[SOLVED]Multi zones not working on opt interfaces

yanqian · Feb 4, 2016, 7:42 AM

Hi, This is pfsense 2.2.6 box, here are the interfaces info.

WAN (wan) -> bge0
LAN (lan) -> bge1
TEST01 (opt1) -> bge1_vlan108
TEST02 (opt2) -> bge1_vlan109

I created 2 portals, one operates on LAN interface, the other operates on TEST01 and TEST02:

zone1: LAN
zone2: TEST01,TEST02

When I enable one of them only, it works well, but if I enable both of them, client will not be authorized, clients are required to login again and again, and not able to access internet.

I checked the CP status page, found client sessions exist in both zones, or maybe they were flapping in both zones.

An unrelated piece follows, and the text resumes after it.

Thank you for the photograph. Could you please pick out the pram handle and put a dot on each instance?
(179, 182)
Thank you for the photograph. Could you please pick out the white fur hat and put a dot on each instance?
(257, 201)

I also tried to set up 2 zones as below, it also didn't work when both zones are enabled:

Zone1: TEST01
Zone2: TEST02

May I know if we can set up multi zones between these virtual interfaces?
or do we have to create zones operating on different physical interfaces?

magura · Feb 3, 2016, 3:14 PM

Please provide your record fails the testing and certification

System logs–> System and Portal Auth

cmb · Feb 3, 2016, 8:15 PM

Not aware of any issues there, but my guess is maybe the use of tagged and untagged VLANs on the same interface. I know there are people doing multiple different zones on tagged VLANs not using the parent interface. I'd try tagging everything and running CP only on the tagged VLANs and see if that works as expected.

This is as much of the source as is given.